Usta sanatçının oyunu sırasında bir kadının ön sırada uzun bir zaman çekim yapması olayların başlangıcı oldu. Zerrin Tekindor oyunu durdurup kadını uyarırken salonda bu durumdan rahatsız olan seyircilerin bulunduğu daha sonra açığa çıktı. Durumu Toz oyununun resmî sosyal medya hesabından yorumlayan kadına Zerrin Tekindor‘dan cevap geldi.
Oyundaki olayla ilgili Zerrin Tekindor’a yüklenen kadın şu yorumda bulundu:
“Oyun sırasında 3. sıradaki hanımefendinin fotoğraf çektiğini söyleyerek oyunu durdurup karşılıklı diyaloga girdi kendisi. Hanımefendi ise çekmediğini söyledi. ‘Görüyorum çekiyorsunuz’ diye konuşmasını sürdürdü. Bu nasıl seyirciye saygı anlamıyorum. Bunlar asla yaşanmayacak şeyler değil.

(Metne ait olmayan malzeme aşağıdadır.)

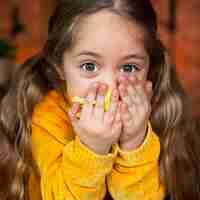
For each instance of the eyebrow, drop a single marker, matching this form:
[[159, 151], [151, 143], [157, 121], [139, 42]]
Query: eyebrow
[[96, 55]]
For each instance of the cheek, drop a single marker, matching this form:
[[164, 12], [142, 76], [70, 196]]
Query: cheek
[[142, 75]]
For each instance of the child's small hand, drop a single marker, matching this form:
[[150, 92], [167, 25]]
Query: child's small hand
[[135, 111], [96, 128]]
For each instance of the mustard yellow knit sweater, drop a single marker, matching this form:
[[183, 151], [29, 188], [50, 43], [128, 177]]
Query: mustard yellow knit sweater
[[70, 171]]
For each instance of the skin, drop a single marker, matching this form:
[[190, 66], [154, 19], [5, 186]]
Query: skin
[[114, 48]]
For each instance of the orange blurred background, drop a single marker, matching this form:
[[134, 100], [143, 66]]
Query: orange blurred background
[[179, 22]]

Üstelik zil sesi olur, flaşlar patlar, telefon çalar; bunlar tabii ki olmamalı. Fakat o kadar gereksiz bir diyalogtu ki aynı şey benim başıma gelse kendisine başarılar dileyip salonu terk eder, o oyunu asla izlemezdim tabii ki çekmediysem. O gerginlik diğer seyirciler bizlere de oldukça geçti. Çok sevdiğim, hayranı olduğum bir sanatçının seyirciyle bu diyaloğu hiç hoş değil.“
‘Yaptığımız İşi Bu Kadar Üst Bir Yere Koyarken…’
Zerrin Tekindor ise gelen yoruma uzunca bir cevap yazarken şu ifadelere yer verdi:
“Tek başına oynanan, son derece konsantrasyon gerektiren bir oyunda, oyuncunun tam görebileceği noktaya oturup oradan çekim yapılmasını siz normal görüyorsanız tiyatroya gidildiğinde ne yapılması gerektiğinin en önemli ve ilk kuralını bilmiyorsunuz demektir. Oradan kayıt yapıldığını görmemiş olsaydım durduk yere oyunu niçin durdurayım? Ayrıca hanımefendi ‘Video çekmiyorum’ demedi, ‘Telefonun parlaklığı kapalı’ dedi.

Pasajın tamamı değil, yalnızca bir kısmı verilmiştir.